Music
RSNO/Søndergård
Glasgow Royal Concert Hall
four stars
Principal trumpet Chris Hart was delegated, or volunteered, to break the news to the audience: the concert they had come to see and hear would not be happening. From his usual place in the back row of Scotland’s national orchestra, he arrived at the front of the stage in his white tie and tails to explain that the events of the day had conspired to shorten our evening of music.
Many who had taken their seats already knew that Scotland’s BBC Cardiff Singer of the World winning mezzo-soprano Catriona Morison was unwell and we would not be hearing Ernest Chauson’s Poem of Love and the Sea, setting the words of Maurice Boucher, which she had sung in Perth and Edinburgh on Thursday and Friday. But the RSNO had announced, via email and on social media, that the orchestra’s much-loved first flute, Katherine Bryan, had gamely put her hand up to play Francoise Borne’s arrangement of the melodies from Bizet’s opera Carmen by way of an enticing replacement in the all-French-music concert.

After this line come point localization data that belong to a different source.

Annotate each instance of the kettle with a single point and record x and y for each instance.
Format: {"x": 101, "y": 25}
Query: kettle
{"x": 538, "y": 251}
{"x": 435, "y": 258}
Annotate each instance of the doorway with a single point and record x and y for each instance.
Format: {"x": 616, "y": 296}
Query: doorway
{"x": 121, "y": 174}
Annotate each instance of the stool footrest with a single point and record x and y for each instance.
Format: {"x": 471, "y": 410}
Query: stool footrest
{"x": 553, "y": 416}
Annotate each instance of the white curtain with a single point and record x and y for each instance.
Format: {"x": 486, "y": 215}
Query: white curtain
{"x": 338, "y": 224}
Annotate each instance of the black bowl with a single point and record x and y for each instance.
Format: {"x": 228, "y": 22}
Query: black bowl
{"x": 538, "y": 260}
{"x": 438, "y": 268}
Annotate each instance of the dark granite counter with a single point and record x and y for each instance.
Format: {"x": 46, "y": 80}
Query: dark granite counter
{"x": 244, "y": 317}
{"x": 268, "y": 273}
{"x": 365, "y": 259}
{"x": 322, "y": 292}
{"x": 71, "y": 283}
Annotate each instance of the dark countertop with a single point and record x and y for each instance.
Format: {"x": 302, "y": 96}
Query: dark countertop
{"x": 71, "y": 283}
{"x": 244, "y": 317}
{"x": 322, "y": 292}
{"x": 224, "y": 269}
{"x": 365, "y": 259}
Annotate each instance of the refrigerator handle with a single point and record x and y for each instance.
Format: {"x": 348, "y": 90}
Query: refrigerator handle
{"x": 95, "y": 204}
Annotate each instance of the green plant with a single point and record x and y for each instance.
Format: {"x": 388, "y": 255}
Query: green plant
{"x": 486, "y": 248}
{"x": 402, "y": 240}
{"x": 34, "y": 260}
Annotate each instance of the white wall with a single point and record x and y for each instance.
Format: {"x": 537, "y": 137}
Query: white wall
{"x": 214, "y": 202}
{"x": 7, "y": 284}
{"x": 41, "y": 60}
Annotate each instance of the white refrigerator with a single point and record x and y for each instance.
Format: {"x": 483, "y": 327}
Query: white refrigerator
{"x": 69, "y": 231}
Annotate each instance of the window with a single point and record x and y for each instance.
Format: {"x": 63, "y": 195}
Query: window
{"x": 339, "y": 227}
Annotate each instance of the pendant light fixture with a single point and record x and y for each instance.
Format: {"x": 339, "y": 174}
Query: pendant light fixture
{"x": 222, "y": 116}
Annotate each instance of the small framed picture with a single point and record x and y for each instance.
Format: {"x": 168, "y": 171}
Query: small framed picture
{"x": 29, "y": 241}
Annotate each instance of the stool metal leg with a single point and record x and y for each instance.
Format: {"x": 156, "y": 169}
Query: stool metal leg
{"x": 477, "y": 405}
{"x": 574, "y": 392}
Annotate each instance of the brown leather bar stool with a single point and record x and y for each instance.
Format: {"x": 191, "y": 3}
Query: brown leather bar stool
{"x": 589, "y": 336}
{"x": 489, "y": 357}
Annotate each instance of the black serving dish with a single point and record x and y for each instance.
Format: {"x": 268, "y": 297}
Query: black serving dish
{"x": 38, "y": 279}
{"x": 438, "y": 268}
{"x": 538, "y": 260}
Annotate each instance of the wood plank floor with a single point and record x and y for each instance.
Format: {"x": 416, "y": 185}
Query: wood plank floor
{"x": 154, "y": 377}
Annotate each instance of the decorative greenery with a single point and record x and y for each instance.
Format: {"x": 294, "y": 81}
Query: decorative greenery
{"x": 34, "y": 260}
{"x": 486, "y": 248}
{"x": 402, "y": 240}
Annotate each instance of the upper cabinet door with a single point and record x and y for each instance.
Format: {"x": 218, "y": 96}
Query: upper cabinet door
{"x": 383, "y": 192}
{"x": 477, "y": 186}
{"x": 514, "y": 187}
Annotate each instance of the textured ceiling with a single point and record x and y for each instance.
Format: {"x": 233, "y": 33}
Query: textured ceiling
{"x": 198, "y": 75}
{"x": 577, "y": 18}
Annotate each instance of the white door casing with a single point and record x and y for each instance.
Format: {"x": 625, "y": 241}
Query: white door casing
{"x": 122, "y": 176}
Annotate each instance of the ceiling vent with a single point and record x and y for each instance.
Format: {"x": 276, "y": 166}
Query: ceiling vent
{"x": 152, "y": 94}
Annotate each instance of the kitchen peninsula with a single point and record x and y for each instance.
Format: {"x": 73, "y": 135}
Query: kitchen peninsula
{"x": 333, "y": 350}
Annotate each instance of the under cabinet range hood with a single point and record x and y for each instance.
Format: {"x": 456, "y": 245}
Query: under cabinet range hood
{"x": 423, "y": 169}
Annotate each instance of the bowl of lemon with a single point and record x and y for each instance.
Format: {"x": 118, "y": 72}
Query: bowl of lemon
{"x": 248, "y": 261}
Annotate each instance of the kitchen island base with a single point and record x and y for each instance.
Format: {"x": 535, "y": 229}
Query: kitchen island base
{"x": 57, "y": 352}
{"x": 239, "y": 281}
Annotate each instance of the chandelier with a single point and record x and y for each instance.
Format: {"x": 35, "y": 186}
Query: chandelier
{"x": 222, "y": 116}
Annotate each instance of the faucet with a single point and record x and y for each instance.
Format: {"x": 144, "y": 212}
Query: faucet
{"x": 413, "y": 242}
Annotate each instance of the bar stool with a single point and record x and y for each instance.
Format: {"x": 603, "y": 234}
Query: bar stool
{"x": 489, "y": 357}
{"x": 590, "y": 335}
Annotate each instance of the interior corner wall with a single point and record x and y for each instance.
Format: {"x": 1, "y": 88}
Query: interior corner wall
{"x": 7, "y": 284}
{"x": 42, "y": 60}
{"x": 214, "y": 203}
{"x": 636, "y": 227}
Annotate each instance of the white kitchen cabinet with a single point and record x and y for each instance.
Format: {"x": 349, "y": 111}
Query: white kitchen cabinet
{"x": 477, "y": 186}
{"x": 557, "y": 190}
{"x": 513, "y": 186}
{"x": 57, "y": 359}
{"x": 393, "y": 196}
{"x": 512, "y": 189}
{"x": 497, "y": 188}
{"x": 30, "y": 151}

Alas, during rehearsal that afternoon, Bryan herself was taken ill, which not only ruled out the Bizet but left the orchestra a player short for the rest of the flute-heavy programme. Just before Hart spoke, and mere seconds after the orchestra had tuned, a replacement second flute arrived in the shape of Adam Richardson, a young Australian who completed his Masters at the Royal Conservatoire of Scotland and now pursues a freelance career in Glasgow, taking the seat of Jenny Farley, who now found herself in Bryan’s principal flute chair.
Although the substitution completed the team, it could not rescue the entire planned concert. Hart and, after the interval, conductor Thomas Søndergård, were effusive in their apologies, but the quality of what remained really spoke for itself. The evening now began with Ravel’s Une barque sur l’ocean, those flautists immediately to the fore in the brilliant orchestrator’s arrangement of one of his most sparkling piano pieces.
The re-discovered gem of Mel Bonis’s Trois Femmes de legende, a nod to International Women’s Day, followed. It revealed the late Romantic French composer to be every bit as skilled in writing for a vast orchestra, the pastoral image of Ophelia followed by the spicier spikey dance rhythms of Salome and staying in Eastern mode for a rich portrait of Cleopatra.
The more familiar fare of Debussy’s La Mer also asks for huge forces, but does not fully deploy them until the climactic final bars. With an especially lovely account of the central slow movement and masterly approach to the rhythmic intricacies of the third, Søndergård’s pacing of the piece was pretty much perfect, in partnership with his guest leader, the returning Emily Davis – and, understandably, being particularly attentive to those sight-reading flautists. They received their own deserved bow and cheer at the concert’s earlier end.